Men are often thought to have superior spatial abilities to women. However, recent research has suggested that such differences are task dependent. It is now commonly argued that differences in spatial abilities may date back to early human societies during the Pleistocene. At that time, men’s spatial skills became fine-tuned for successful hunting of animals that were constantly on the move, while women’s spatial skill-set developed to ensure success in gathering immobile plant resources.

In a nutshell, men are thought to find their way about using orientation, and women by memorizing landmarks. One study reported that men performed better than women in finding their way through unfamiliar woodland, whereas another study showed how women exploring a farmers market in Santa Barbara, California, could remember where individual food items were more accurately than men.

Despite these earlier studies, the male/female differences in spatial skills had never been tested in appropriate circumstances in the field prior to the research carried out by four enterprising Mexican researchers led by Luis Pacheco-Cabos of the National University (UNAM).

The setting

The team studied the foraging techniques and success rate of men and women from a small village in Tlaxcala as they searched for edible mushrooms on the slopes of La Malinche volcano (Malintzin).

The small rural community of San Isidro Buensuceso has about 8,000 Nᨵatl-speaking inhabitants. The villagers have a long history of collecting mushrooms. Most mushroom collecting takes place during the summer rainy season. The vegetation in collecting areas is relatively open pine-oak forest, though the precise mix of species varies with altitude.

La Malinche Volcano

La Malinche Volcano

Each small group of mushroom collectors was followed by a researcher who recorded their movements and the weight of mushrooms collected. The exercise was carried out at seven different sites, most more than 3000m above sea level, through relatively open forest in terrain that included steep gullies carved into the flanks of volcano. The researchers were continuously monitored to record data enabling the calculation of the energy they expended in kilo-calories (kcal). Collectors gathered up to 9.5 kg of mushrooms in a single trip.

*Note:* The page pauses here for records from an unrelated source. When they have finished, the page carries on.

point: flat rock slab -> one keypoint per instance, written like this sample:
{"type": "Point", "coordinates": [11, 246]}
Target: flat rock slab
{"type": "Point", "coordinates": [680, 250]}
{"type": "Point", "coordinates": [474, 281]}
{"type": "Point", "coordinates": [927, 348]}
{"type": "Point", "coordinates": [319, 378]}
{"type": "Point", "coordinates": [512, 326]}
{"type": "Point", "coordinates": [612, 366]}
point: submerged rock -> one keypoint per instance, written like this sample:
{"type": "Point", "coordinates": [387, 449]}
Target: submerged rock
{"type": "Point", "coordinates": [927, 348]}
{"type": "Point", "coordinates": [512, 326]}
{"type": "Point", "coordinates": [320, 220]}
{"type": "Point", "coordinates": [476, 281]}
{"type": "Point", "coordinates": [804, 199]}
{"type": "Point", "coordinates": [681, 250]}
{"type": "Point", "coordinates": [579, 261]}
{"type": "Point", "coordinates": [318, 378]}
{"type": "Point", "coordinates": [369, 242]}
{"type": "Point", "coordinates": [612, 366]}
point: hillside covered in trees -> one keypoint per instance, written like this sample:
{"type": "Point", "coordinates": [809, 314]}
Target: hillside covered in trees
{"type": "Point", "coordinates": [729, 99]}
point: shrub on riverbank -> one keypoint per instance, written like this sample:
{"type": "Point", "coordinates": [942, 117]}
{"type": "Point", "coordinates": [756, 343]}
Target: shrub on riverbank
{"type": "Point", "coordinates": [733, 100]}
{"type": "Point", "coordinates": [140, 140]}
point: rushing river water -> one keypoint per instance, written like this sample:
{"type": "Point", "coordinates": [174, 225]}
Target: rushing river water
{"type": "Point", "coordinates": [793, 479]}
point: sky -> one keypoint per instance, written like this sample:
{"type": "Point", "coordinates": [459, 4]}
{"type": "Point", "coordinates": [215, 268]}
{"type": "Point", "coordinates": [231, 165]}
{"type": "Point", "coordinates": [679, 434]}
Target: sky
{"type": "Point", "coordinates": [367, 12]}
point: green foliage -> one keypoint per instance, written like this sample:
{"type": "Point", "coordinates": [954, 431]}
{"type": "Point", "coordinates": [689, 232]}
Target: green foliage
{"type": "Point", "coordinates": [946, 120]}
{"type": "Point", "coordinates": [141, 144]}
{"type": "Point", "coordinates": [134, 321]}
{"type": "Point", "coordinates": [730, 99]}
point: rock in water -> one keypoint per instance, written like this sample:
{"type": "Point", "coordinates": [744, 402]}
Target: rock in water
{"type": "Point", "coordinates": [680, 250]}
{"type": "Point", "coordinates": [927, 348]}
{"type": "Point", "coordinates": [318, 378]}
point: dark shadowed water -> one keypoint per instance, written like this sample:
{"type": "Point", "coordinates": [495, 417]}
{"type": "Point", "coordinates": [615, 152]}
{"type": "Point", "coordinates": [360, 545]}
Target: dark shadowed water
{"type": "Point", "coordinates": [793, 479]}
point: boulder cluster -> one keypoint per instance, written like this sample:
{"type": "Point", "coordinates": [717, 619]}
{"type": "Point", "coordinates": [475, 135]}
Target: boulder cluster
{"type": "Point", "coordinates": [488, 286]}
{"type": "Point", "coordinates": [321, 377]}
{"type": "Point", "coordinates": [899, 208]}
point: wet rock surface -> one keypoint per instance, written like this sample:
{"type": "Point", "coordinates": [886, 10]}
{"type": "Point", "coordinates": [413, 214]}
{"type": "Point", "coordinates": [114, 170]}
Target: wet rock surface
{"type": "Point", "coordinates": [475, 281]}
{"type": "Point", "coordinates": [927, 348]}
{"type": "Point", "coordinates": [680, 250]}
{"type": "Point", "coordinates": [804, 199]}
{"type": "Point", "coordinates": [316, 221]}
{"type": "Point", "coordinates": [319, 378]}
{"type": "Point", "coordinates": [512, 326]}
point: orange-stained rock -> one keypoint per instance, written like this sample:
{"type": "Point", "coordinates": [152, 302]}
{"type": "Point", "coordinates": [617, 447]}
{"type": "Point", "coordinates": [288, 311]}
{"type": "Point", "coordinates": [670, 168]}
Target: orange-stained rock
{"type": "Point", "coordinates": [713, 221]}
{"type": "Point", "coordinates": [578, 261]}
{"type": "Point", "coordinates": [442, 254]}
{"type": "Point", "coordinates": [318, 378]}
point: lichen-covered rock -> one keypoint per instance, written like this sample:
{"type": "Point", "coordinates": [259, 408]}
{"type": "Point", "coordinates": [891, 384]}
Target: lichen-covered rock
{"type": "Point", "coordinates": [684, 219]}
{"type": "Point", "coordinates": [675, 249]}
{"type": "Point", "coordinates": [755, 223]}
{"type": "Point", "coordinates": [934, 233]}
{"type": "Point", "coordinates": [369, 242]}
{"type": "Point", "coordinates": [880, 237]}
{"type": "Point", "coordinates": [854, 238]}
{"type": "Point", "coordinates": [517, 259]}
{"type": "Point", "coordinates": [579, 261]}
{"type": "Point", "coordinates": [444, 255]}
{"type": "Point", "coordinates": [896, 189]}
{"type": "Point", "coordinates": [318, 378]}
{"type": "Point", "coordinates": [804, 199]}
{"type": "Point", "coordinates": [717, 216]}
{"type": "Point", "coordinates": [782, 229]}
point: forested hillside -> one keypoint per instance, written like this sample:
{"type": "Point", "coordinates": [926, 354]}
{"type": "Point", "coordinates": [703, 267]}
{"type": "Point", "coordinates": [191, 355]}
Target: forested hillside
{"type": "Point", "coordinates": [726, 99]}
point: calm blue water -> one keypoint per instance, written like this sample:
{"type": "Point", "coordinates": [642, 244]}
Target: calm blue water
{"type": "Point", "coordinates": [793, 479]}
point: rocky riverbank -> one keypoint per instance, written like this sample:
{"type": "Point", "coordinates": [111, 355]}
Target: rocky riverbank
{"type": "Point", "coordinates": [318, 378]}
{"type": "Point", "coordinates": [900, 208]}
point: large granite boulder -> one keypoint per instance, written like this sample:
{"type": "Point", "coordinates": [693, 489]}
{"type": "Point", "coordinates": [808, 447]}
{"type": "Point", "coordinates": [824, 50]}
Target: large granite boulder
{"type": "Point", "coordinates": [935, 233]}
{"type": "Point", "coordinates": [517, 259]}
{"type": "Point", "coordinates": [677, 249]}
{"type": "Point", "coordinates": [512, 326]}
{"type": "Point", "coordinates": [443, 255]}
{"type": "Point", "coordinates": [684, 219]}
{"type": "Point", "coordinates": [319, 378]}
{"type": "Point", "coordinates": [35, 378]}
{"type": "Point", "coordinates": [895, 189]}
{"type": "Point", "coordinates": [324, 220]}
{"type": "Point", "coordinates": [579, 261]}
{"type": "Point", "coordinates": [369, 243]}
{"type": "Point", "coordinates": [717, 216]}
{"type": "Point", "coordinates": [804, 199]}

What were the teams key findings?

Although men and women collected similar quantities of mushrooms, men did so at significantly higher cost. They traveled further, to greater altitudes, and had higher mean heart rates and energy expenditure (kcal). They also collected fewer species and visited fewer collection sites.

Women used their superior powers of memorizing object location to collect more species, and visit more collection sites than men, obtaining more mushrooms during the same period of time, with less energy expenditure.

What does this mean?

The results suggest that differences in spatial ability between men and women are task-dependent. In terms of search strategies developed for gathering wild mushrooms, and presumably other wild plants, women outperform men. The women proved to be more efficient foragers than men in energy efficiency terms since they collected significantly more mushrooms while expending significantly less energy in doing so.

The researchers did not publish any calculation for the energy efficiency of mushroom collectors for comparison with the figures quoted in: The energy efficiency of farming in Mexico and elsewhere. However, based on their data, and assuming that 3 grams of raw mushrooms are approximately equivalent to 1 calorie, the energy efficiency for mushroom pickers on the slopes of La Malinche volcano must be somewhere between 0.5 and 1.7, with men tending towards the lower value. An energy efficiency of 1.0 would mean that the energy expended in gathering mushrooms is roughly the same as the calorific energy they contain.

The researchers conclude that similar studies are now needed for other cultural groups, and for the gathering of different resources, such as firewood.


Luis Pacheco Cobos, Marcos Rosetti, Cecilia Cuatianquiz, Robyn Hudson: “Sex differences in mushroom gathering: men expend more energy to obtain equivalent benefits”, Evolution & Human Behavior, July 2010 (Vol. 31, Issue 4, Pages 289-297).